There are so many “recommendations” around treating your “reading-pile”. I usually don’t leave anything for “future”. While I love reading books, I have found a working solution for annotations (and recall), I still prefer the current way of reading individual long-forms and blogging about it.
Treat your to-read pile like a river | Oliver Burkeman
And so, for example, the reading recommendations I encounter via Twitter are much more tailored to my concerns than those I might encounter via a newspaper, because I choose who I follow on Twitter; it’s like having a thousand assistants scouring the infoverse for whatever might pique my interest. My challenge, information-wise, isn’t about finding a needle in a haystack. It’s that I’m confronted on a daily basis, in Carr’s words, by “haystack-sized piles of needles.”
The allegories in the write up linked here appear impressive, but have no clear take-aways. What’s the needle? What’s the haystack? What’s the “filter failure and filter success”?

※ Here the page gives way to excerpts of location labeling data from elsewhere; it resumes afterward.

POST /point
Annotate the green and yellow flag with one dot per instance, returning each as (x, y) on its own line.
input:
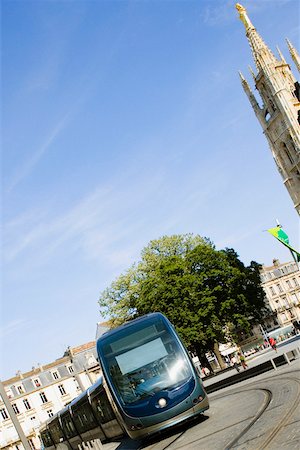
(282, 237)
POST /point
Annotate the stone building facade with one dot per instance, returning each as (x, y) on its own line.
(281, 283)
(39, 394)
(279, 114)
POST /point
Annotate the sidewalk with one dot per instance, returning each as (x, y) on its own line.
(265, 361)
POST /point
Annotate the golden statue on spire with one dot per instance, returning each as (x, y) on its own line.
(243, 16)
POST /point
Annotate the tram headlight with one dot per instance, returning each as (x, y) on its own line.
(162, 402)
(138, 426)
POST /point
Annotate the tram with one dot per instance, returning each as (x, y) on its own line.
(149, 383)
(149, 375)
(89, 416)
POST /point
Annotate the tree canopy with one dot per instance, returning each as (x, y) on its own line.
(204, 292)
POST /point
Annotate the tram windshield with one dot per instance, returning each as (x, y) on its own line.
(144, 360)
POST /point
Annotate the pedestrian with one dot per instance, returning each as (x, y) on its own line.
(243, 360)
(273, 344)
(234, 363)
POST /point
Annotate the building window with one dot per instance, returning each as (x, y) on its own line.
(50, 413)
(71, 369)
(15, 408)
(20, 389)
(43, 397)
(62, 389)
(3, 413)
(37, 382)
(26, 404)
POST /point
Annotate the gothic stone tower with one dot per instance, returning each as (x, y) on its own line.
(279, 114)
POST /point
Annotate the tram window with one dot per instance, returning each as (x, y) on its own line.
(145, 361)
(56, 432)
(83, 418)
(102, 408)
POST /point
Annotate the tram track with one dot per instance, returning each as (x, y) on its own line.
(245, 436)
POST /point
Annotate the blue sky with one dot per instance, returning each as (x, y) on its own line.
(124, 121)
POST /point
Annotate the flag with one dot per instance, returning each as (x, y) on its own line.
(282, 237)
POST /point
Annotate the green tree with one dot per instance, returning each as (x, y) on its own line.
(204, 292)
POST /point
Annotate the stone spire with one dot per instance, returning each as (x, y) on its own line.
(261, 53)
(294, 54)
(279, 113)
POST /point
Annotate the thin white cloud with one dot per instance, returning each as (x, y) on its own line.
(24, 170)
(13, 327)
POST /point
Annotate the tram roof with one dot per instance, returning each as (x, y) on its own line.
(129, 324)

Confusion prevails because we still don’t understand the digital medium. It would take significant effort to understand the nuances around achieving “inbox-zero” through a combination of filters, keywords, and being proactive around managing emails. If you start the day by opening up Gmail, it’s the worst thing anyone can do. Gmail is only a vessel for spam. Free email is a misnomer, because it refuses to give you any degree of control.
As such, you’d only tie up your ideas in knots. Address the basics, the distractions, and figure out the solutions for your unique time-management. Discipline is the keyword, and no internet course can address that.